Взгляд старика был устремлен куда-то в даль ушедших лет. Теперь он обращался уже не к этой комнате, и не к Тому, и вообще ни к кому. Казалось, он разговаривает даже не с самим собой.

— О, это было давным-давно. Когда я в первый раз вошел в эту комнату сегодня, мне почему-то сразу вспомнилось. Я как будто снова бежал по берегу Голуэя, как в ту достопамятную неделю…

— В какую неделю, когда?

— На ту неделю, летом, пришелся мой двенадцатый день рождения, подумать только! Это было еще при королеве Виктории, мы жили тогда в торфяной халупе неподалеку от Голуэя, и я бродил по берегу, собирал всякую выброшенную морем всячину, и день был такой погожий, что даже грустно, потому что знаешь: это ненадолго.
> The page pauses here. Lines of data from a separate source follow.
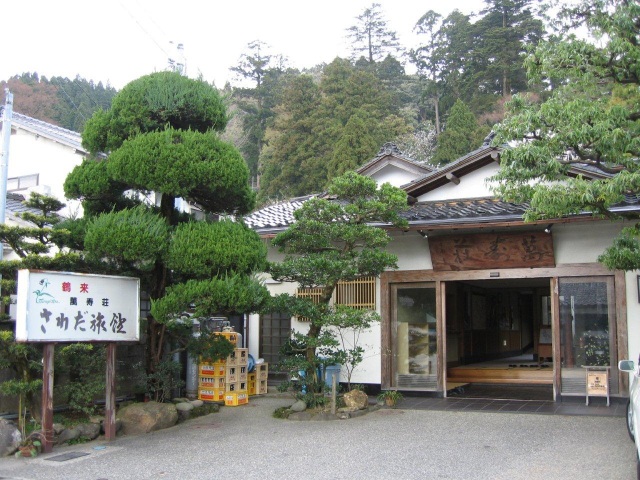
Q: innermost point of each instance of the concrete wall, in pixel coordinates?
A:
(53, 161)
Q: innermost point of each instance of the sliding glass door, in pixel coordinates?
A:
(415, 363)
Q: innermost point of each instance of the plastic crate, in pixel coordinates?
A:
(231, 336)
(262, 371)
(212, 369)
(211, 382)
(242, 356)
(211, 394)
(236, 399)
(232, 374)
(251, 387)
(232, 360)
(262, 387)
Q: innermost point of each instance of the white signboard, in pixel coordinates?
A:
(75, 307)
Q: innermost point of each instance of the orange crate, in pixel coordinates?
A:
(232, 374)
(235, 399)
(211, 382)
(262, 387)
(262, 371)
(231, 336)
(211, 394)
(212, 369)
(242, 356)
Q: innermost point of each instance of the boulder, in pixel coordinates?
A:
(356, 399)
(118, 425)
(184, 406)
(299, 406)
(67, 434)
(10, 437)
(88, 430)
(147, 417)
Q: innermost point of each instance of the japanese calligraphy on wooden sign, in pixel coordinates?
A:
(491, 250)
(73, 307)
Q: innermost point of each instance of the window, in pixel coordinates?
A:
(359, 293)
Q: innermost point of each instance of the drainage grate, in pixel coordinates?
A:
(67, 456)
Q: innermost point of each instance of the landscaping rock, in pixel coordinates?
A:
(58, 428)
(88, 430)
(118, 425)
(67, 434)
(10, 437)
(299, 406)
(147, 417)
(184, 406)
(356, 399)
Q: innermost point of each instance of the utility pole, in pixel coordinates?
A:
(7, 115)
(179, 64)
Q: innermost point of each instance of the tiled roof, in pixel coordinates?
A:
(475, 210)
(15, 205)
(47, 130)
(275, 217)
(391, 149)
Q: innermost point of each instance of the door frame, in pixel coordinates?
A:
(387, 279)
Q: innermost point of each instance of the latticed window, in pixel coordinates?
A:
(359, 293)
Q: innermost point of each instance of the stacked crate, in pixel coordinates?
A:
(258, 379)
(225, 380)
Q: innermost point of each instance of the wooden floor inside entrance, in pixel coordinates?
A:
(515, 370)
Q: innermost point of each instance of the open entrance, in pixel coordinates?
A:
(498, 339)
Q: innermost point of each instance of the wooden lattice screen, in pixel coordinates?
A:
(359, 293)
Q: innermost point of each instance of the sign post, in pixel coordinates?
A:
(57, 307)
(597, 382)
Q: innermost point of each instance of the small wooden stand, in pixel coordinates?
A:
(597, 382)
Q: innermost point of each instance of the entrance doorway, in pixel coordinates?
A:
(498, 338)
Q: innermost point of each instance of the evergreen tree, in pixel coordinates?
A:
(460, 136)
(505, 32)
(372, 36)
(160, 132)
(590, 117)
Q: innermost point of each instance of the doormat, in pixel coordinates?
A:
(67, 456)
(503, 392)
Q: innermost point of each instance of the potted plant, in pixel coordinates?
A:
(390, 397)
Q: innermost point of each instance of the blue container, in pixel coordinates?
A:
(330, 371)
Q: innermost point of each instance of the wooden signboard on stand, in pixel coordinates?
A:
(55, 307)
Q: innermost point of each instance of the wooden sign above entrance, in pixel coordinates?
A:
(491, 250)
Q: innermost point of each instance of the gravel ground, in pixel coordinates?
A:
(245, 443)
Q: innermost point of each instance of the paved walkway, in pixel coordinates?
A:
(406, 443)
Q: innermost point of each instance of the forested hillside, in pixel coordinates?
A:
(297, 129)
(61, 101)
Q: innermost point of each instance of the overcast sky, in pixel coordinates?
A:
(119, 41)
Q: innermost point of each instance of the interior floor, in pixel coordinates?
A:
(496, 391)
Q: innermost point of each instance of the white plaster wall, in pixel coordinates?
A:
(29, 154)
(633, 315)
(472, 185)
(412, 250)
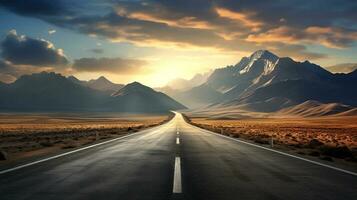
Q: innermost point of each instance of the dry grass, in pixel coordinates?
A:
(23, 136)
(334, 136)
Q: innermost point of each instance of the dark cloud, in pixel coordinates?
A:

И вот в один из таких погожих деньков как-то после полудня по дороге, что идет вдоль берега, прикатил фургон, набитый чернявыми цыганами, которые разбили лагерь у моря.

Там были отец, мать, девочка и еще этот парнишка, который тут же побежал один вдоль берега, наверное, тоже в поисках компании, потому что я сам слонялся там без дела и был рад новому человеку.

И вот он подбегает ко мне. Никогда не забуду, как я увидал его тогда в первый раз, буду помнить до самой могилы. Он…

Эх, слов не хватает! Стой, все не так. Надо еще открутить назад.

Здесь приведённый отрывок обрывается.